Like any ordinary kitchen on the morning fruit cakes are going to be baked, the cook was running around looking for the nutmeg, asking no one in particular where it was.
But in this case the seeker was White House pastry chef Heinz Bender and eventually he had to run upstairs to the kitchen in the family quarters to get his nutmeg.
Bender, who has been making fruit cakes at the White House for almost 10 years, got a late start this year. He wasn't even certain he would be making them because he didn't get the go-ahead until late October, several weeks after he usually has the project well underway.
There was some concern that the cakes would be banished because the Carters do not serve liquor in the White House, and Bender's recipe is laced with rum, bourbon and sherry. But even Mrs. Carter's mother, Miss Allie, who never had a drop of alcohol in her house, always borrowed just enough whiskey to season her annual Christmas Lane Cake.
As much as people would like the White House recipe to have been handed down from Bender's grandmother, the chef says she never baked fruit cakes. He began making this recipe during World War II when he was chef at New York's Hotel Lexington. The hotel sent a fruit cake to each of its former employees in the military. In those days the German-born Bender made only 30 cakes per season. During the Nixon years he made as many as 180 for the White House holiday parties. This year he has prepared 75 fruit cakes.
Bender says the cakes slice better if aged in the refrigerator and, if kept cold, will last a year. Ideally, they should age for two months. But a month will do nicely.
The recipe has been adapted and the amount translated from ounces and pounds to cups and teaspoons. This accounts for several instances where the word heaping accompanies a given quantity. WHITE HOUSE FRUIT CAKE (Makes six 2 pound cakes) 1 3/4 pounds raisins 1 1/4 pounds golden raisins 1 pound currants 2 pounds mixed glaceed fruit 1/2 pound chopped pecans 1/2 pound slivered blanched almonds 1/4 pound glaceed pineapple, diced 1 cup dry sherry 5 ounces dark rum 3/4 cup firmly packed brown sugar 1/2 cup granulated sugar 1 pound plus 4 tablespoons butter 3/4 cup (heaping) all-purpose flour 1/4 cup honey 3/4 teaspoon (heaping) salt 1/4 teaspoon (heaping) lemon extract 1/4 teaspoon (heaping) almond extract 1/2 teaspoon vanilla 1/4 teaspoon (heaping) nutmeg 1/4 teaspoon (heaping) cinnamon 10 eggs 2 cups all-purpose flour 1 3/4 cups cake flour 1/2 teaspoon baking powder Glaze (see recipe)

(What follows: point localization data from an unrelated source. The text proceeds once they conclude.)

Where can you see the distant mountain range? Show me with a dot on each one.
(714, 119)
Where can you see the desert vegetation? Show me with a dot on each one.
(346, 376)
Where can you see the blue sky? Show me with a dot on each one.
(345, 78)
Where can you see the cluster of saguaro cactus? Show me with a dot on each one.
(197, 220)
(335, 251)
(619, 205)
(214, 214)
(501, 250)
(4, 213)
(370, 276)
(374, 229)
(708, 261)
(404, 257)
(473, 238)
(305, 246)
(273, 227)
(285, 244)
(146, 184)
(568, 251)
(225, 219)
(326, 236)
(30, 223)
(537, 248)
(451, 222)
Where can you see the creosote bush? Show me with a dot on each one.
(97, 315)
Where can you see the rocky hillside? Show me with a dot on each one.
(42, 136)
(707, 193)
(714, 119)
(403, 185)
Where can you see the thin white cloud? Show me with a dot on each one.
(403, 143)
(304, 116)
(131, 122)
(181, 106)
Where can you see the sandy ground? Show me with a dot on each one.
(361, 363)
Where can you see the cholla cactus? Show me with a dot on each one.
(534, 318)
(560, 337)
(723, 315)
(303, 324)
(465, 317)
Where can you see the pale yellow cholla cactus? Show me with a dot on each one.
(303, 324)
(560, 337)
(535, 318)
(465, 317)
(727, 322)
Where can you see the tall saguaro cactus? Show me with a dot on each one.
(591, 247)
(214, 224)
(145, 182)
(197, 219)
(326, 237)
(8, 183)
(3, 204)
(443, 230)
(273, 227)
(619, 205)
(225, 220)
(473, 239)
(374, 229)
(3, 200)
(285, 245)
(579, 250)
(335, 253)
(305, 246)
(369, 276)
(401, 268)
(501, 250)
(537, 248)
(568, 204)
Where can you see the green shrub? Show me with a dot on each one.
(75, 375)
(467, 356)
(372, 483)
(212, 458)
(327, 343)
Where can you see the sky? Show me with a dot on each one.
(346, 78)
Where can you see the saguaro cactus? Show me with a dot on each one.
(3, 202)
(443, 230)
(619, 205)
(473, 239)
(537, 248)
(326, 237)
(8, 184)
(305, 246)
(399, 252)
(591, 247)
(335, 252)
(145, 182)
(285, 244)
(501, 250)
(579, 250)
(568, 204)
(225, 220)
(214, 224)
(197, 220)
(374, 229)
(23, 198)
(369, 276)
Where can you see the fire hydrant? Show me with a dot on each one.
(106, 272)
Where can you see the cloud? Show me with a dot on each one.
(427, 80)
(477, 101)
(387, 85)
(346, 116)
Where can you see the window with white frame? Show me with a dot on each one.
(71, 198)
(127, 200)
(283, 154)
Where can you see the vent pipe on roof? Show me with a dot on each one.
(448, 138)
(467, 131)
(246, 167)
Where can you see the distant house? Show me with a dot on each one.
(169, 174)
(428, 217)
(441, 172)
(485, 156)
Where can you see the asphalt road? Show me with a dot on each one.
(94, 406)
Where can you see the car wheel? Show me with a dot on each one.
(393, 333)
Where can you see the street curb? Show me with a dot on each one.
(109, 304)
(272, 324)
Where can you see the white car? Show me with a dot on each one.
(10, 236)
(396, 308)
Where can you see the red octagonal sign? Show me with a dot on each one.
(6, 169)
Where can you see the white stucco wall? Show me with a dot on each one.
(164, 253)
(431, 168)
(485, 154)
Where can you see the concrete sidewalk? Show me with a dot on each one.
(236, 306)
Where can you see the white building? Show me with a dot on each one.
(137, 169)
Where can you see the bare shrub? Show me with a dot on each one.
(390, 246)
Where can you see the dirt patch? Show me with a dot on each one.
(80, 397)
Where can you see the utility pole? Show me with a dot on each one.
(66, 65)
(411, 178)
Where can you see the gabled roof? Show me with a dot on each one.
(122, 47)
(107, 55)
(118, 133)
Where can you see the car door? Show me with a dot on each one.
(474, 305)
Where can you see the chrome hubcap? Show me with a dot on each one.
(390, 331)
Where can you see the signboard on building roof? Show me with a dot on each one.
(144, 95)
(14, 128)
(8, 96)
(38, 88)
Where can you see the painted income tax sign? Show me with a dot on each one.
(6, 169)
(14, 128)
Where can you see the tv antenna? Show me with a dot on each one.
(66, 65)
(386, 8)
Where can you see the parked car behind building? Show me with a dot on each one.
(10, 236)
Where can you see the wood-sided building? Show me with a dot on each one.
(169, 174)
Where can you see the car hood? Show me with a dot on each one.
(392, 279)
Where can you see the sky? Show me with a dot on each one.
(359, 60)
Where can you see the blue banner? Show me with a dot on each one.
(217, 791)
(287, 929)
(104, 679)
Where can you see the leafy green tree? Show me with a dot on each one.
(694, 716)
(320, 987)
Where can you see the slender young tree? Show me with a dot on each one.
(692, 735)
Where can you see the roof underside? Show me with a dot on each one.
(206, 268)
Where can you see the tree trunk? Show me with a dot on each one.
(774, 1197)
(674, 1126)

Mix together all the fruits and nuts with sherry and 5 ounces of rum. Cover and refrigerate for two days, or at least overnight, stirring occasionally. Beat together thoroughly the sugars, butter, 3/4 cup all purpose flour, honey, salt and seasonings. Add the eggs, a few at a time and beat until thoroughly blended. Add the remaining dry ingredients and continue beating until thoroughly blended. Combine batter with fruit and nut mixture. Use your hands, if necessary, to mix well.
Prepare 9-by-5-by-3-inch bread pans, or whatever baking containers, such as coffee cans or tube pans, that will hold 2 pounds of batter. Grease the pan and line bottoms and sides with brown baking paper or aluminum foil. Spoon in batter and smooth out in pans. Bake cakes at 350 degrees for one hour or until tester inserted in center of cake comes out clean. If tops of cakes begin to burn, cover lightly with foil.
Cool cakes in pans on racks about 15 minutes or until cakes are cool enough to handle. Remove from pans and remove paper. Cool completely. Then store in tightly covered containers in the refrigerator. Before refrigerating, brush tops with bourbon glaze.
GLAZE: Combine 6 ounces bourbon with 3 ounces rum and 2 ounces simple syrup made by cooking equal parts of sugar and water until mixture boils and sugar is dissolved.
Reserve remaining glaze and use to bursh fruit cakers again about a week before using. The cakes can be brushed with the glaze as often as you like or they can be wrapped in a cheesecloth which has been soaked in the glaze, the cheesecloth remoistened as it dries out.
*Currants are particularly difficult to find this year. Substitute an equal amount of raisins.